完全に気力を使い果たしたティエラをよそに、ホームルームはつつがなく幕を閉じた。それから、何名かがクラッドの手伝いのため、彼と共に教室を出ていく。
扉が閉まると、シュナクが立ち上がった。ティエラは慌てて姿勢を正し、黒板に穴をあける勢いで見つめた。

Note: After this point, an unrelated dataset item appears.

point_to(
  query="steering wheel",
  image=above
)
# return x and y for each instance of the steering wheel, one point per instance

教室が一瞬で静まり返る。ソルの前まで来る足音だけが、やけに響く。
満身創痍なティエラの横で、シュナクが立ち止まったのが分かった。
「――マントを返してくれ」
どたんばたんと、教室のあちこちで何かが落ちたり滑ったりする音がした。
ソルは何度か周りを見渡した後、視線をシュナクに戻して言った。
「これはランドのだから」
「そんなことは百も承知だ!」
しびれを切らしたシュナクの声に、ティエラは慌てて席を立つ。片膝をつき、両手を持ち上げてそっと、校舎裏で拾った彼のマントを差し出す。
「こちらが王子のマントです。どうぞ」
シュナクは一瞬固まった後、そっと受け取って呟いた。
「……気が利くな」
そして、再び自分の席に戻っていく。
「俺のマントは?」
「次回、お詫びの品を持ってきます……!」
ティエラは深々と頭を下げるしかなかった。それを知ってか知らずか、ソルはランドのマントに頭を擦りつけて匂いを移していた。